In this research, the dynamic instability region (DIR) of the sandwich nano-beams are investigated based on nonlocal strain gradient elasticity theory (NSGET) and various higher order shear deformation beam theories (HSDBTs). The sandwich piezoelectric nano-beam is including a homogenous core and face-sheets reinforced with functionally graded (FG) carbon nanotubes (CNTs). In present study, three patterns of CNTs are employed in order to reinforce the top and bottom face-sheets of the beam. In addition, different higher-order shear deformation beam theories such as trigonometric shear deformation beam theory (TSDBT), exponential shear deformation beam theory (ESDBT), hyperbolic shear deformation beam theory (HSDBT), and Aydogdu shear deformation beam theory (ASDBT) are considered to extract the governing equations for different boundary conditions. The beam is subjected to thermal and electrical loads while is resting on Visco-Pasternak foundation. Hamilton principle is used to derive the governing equations of motion based on various shear deformation theories. In order to analysis of the dynamic instability behaviors, the linear governing equations of motion are solved using differential quadrature method (DQM).
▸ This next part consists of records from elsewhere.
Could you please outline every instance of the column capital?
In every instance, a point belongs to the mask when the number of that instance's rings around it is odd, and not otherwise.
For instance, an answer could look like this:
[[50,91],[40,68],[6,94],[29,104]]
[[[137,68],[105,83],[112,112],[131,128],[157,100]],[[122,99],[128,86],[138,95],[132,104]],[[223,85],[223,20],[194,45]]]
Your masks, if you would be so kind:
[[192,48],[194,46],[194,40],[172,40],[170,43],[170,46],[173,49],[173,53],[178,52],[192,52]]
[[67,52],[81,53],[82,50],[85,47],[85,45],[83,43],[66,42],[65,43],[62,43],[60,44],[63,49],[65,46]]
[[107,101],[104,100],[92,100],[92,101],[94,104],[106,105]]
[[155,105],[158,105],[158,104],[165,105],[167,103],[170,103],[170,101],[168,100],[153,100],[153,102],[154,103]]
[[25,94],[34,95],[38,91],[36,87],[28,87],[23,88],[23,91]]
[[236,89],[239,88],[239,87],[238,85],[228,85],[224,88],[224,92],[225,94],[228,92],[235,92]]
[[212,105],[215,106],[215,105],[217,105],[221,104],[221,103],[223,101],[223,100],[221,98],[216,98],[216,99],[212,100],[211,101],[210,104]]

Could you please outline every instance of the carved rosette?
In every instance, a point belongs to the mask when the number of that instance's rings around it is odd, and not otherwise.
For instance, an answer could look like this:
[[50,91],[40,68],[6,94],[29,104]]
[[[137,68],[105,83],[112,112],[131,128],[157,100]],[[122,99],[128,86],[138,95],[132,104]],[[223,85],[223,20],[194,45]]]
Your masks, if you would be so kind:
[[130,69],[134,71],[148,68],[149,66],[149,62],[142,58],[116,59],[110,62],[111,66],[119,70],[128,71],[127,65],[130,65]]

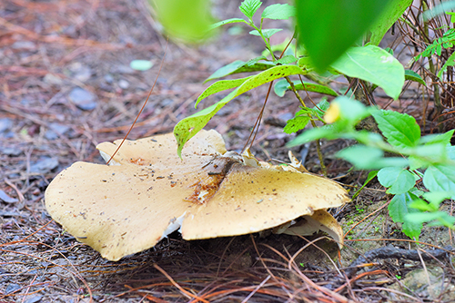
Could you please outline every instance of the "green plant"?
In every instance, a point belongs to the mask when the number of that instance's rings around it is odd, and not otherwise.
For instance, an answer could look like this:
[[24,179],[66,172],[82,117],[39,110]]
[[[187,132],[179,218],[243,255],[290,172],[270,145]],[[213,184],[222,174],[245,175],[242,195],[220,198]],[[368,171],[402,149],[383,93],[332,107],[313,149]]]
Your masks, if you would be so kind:
[[[339,1],[343,2],[344,0]],[[318,60],[315,60],[318,56],[309,54],[311,47],[301,49],[298,45],[294,47],[293,54],[286,52],[295,35],[286,45],[271,45],[270,37],[280,29],[265,28],[264,26],[267,19],[288,19],[294,15],[298,19],[301,18],[306,14],[301,12],[305,8],[299,8],[298,5],[299,9],[296,11],[293,6],[288,5],[269,5],[261,14],[260,24],[257,24],[253,16],[262,3],[259,0],[242,2],[239,9],[247,17],[246,19],[228,19],[215,24],[212,28],[233,23],[246,24],[252,28],[249,32],[250,34],[259,36],[262,39],[266,52],[248,62],[235,61],[218,69],[207,79],[207,81],[211,81],[240,73],[255,73],[253,75],[243,78],[219,80],[201,93],[196,106],[207,96],[234,89],[221,101],[183,119],[176,125],[174,134],[178,143],[178,154],[180,154],[185,142],[200,131],[228,102],[266,83],[269,83],[270,89],[272,83],[275,80],[279,80],[275,84],[275,93],[278,96],[283,96],[286,91],[292,91],[301,105],[301,109],[295,117],[288,122],[284,131],[290,133],[302,130],[309,122],[313,125],[312,130],[307,131],[296,138],[289,146],[322,138],[357,140],[360,144],[339,152],[339,156],[351,161],[358,168],[378,169],[378,171],[373,171],[369,174],[368,181],[378,175],[381,184],[388,188],[388,192],[394,195],[389,210],[394,221],[403,223],[403,231],[408,236],[419,237],[424,221],[433,220],[452,228],[452,218],[439,211],[438,209],[444,198],[451,197],[452,191],[455,192],[455,176],[451,176],[446,171],[441,172],[440,170],[440,167],[447,170],[455,165],[450,158],[451,147],[446,146],[450,144],[453,132],[439,136],[420,138],[419,125],[415,119],[409,115],[367,108],[362,103],[345,96],[339,96],[335,99],[329,108],[329,103],[325,99],[322,99],[314,107],[308,108],[298,92],[305,90],[333,96],[339,95],[339,93],[333,91],[325,83],[317,81],[318,83],[314,83],[304,82],[302,79],[302,76],[313,80],[319,79],[315,71],[320,70],[321,66],[326,67],[328,64],[329,64],[328,72],[332,74],[342,74],[351,83],[355,79],[361,80],[364,93],[369,96],[373,90],[379,86],[390,97],[397,99],[401,93],[405,79],[425,84],[418,73],[410,70],[404,70],[402,64],[394,58],[393,52],[385,51],[376,46],[385,32],[410,3],[410,0],[390,0],[391,5],[384,6],[384,14],[375,21],[375,25],[370,29],[369,36],[365,39],[366,44],[364,46],[349,48],[343,51],[344,54],[340,56],[337,54],[339,56],[338,60],[334,61],[332,58],[318,64]],[[334,5],[334,7],[337,6]],[[328,8],[328,10],[332,8]],[[316,15],[320,15],[321,14]],[[321,16],[321,18],[323,17]],[[363,33],[365,30],[363,28],[360,32]],[[327,33],[318,33],[317,29],[315,31],[316,34],[308,33],[308,35],[327,34]],[[303,36],[302,30],[299,34]],[[308,46],[308,41],[304,42],[304,44]],[[322,44],[329,48],[326,42]],[[343,47],[340,49],[344,49]],[[277,50],[281,51],[279,56],[274,53]],[[292,80],[291,76],[298,77],[298,79]],[[359,121],[369,115],[374,117],[386,140],[379,133],[355,129]],[[320,122],[324,125],[317,127],[316,122]],[[327,124],[333,122],[335,122],[332,124]],[[318,143],[317,147],[318,148]],[[322,154],[320,150],[318,152],[323,169]],[[400,156],[386,158],[384,152],[397,153]],[[438,183],[438,180],[440,180],[442,176],[446,180],[450,180],[454,186],[453,189],[451,185],[448,186],[447,183]],[[430,193],[425,193],[418,187],[420,182],[423,182]],[[438,196],[438,194],[440,195]],[[455,196],[455,193],[453,195]]]
[[[384,137],[355,129],[369,115]],[[455,218],[440,210],[445,199],[455,198],[455,147],[450,145],[453,130],[421,137],[413,117],[367,108],[345,96],[332,102],[326,119],[334,122],[305,132],[288,146],[322,138],[356,140],[359,144],[339,152],[338,156],[358,169],[378,170],[378,180],[393,195],[389,213],[395,222],[403,223],[407,236],[419,238],[423,222],[455,230]],[[399,156],[385,157],[384,152]]]
[[[399,2],[402,3],[403,1]],[[318,77],[313,65],[315,60],[309,57],[305,50],[300,52],[301,55],[298,55],[298,57],[293,54],[277,57],[273,52],[274,47],[270,44],[270,37],[280,29],[264,28],[264,21],[266,19],[288,19],[296,15],[295,8],[288,5],[269,5],[264,9],[261,15],[260,24],[258,25],[253,21],[253,16],[261,5],[262,3],[259,0],[246,0],[242,2],[239,9],[247,19],[228,19],[218,22],[212,26],[216,28],[232,23],[247,24],[253,28],[249,34],[260,36],[264,41],[266,50],[268,50],[268,56],[261,55],[248,62],[233,62],[220,68],[208,77],[207,81],[218,79],[234,73],[259,72],[254,75],[244,78],[218,81],[202,93],[197,98],[196,106],[197,106],[200,101],[211,94],[235,88],[233,92],[218,103],[190,117],[183,119],[176,125],[174,133],[178,143],[178,154],[180,154],[185,142],[200,131],[223,106],[232,99],[258,86],[284,78],[284,81],[277,83],[275,85],[275,92],[278,95],[283,95],[286,90],[292,91],[300,103],[302,109],[307,108],[307,106],[298,93],[299,89],[329,95],[338,94],[338,93],[334,92],[327,84],[311,83],[302,80],[302,75],[306,75],[310,79]],[[299,11],[298,11],[298,13],[299,13]],[[298,14],[297,15],[298,16],[299,15]],[[321,15],[323,14],[319,13],[319,15]],[[388,23],[389,22],[389,20],[388,20]],[[329,44],[327,44],[326,47],[329,48]],[[283,54],[284,50],[282,55]],[[319,65],[319,67],[320,66],[322,65]],[[399,95],[406,77],[403,66],[391,54],[372,44],[349,49],[337,62],[332,64],[332,66],[329,70],[335,74],[341,73],[348,77],[362,79],[371,83],[375,86],[380,86],[384,89],[386,93],[395,99]],[[291,75],[298,75],[298,80],[292,81],[289,78]],[[419,75],[415,74],[414,77],[419,78]],[[373,89],[371,85],[369,87]],[[316,108],[320,109],[318,106],[316,106]],[[306,120],[308,122],[311,122],[313,126],[316,126],[314,120],[321,120],[320,112],[318,113],[315,111],[312,112],[309,110],[305,111],[307,111],[306,113],[298,113],[296,118],[300,117],[298,119],[301,122]],[[304,118],[304,115],[307,115],[308,118]],[[301,124],[303,125],[304,123]],[[290,127],[288,127],[288,130],[289,128]],[[320,152],[319,158],[321,163],[323,163]]]

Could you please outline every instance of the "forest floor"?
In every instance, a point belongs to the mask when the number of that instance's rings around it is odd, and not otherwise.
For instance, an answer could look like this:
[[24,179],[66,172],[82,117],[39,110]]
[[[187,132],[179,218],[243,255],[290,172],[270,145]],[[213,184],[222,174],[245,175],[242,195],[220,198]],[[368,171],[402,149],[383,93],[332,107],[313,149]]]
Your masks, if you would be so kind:
[[[240,17],[238,5],[217,1],[215,14]],[[158,28],[141,0],[2,1],[0,303],[455,302],[454,250],[448,247],[453,235],[425,228],[420,244],[410,240],[389,217],[389,197],[375,181],[331,210],[347,233],[340,251],[320,234],[186,241],[176,232],[113,262],[65,232],[46,212],[44,192],[71,163],[102,163],[97,143],[125,136],[165,56],[167,40]],[[274,43],[290,36],[285,30]],[[238,28],[204,45],[169,42],[157,86],[128,139],[172,132],[196,112],[206,78],[262,50],[259,38]],[[133,70],[136,59],[154,66]],[[389,108],[421,122],[419,93],[409,88]],[[233,100],[206,129],[221,133],[228,150],[240,151],[266,94],[260,87]],[[252,148],[262,161],[287,161],[285,143],[293,135],[282,128],[298,110],[291,97],[272,93],[268,101]],[[380,93],[376,97],[382,105],[390,102]],[[199,107],[218,100],[209,97]],[[350,143],[323,142],[322,151],[329,177],[352,195],[368,171],[350,171],[333,156]],[[321,173],[314,143],[293,152],[304,156],[310,171]]]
After verification with validated reference, comprehensive numerical results are presented to investigate the influence of important parameters such as various shear deformation theories, nonlocal parameter, strain gradient parameter, the volume fraction of the CNTs, various distributions of the CNTs, different boundary conditions, dimensionless geometric parameters, Visco-Pasternak foundation parameters, applied voltage and temperature change on the dynamic instability characteristics of sandwich piezoelectric nano-beam.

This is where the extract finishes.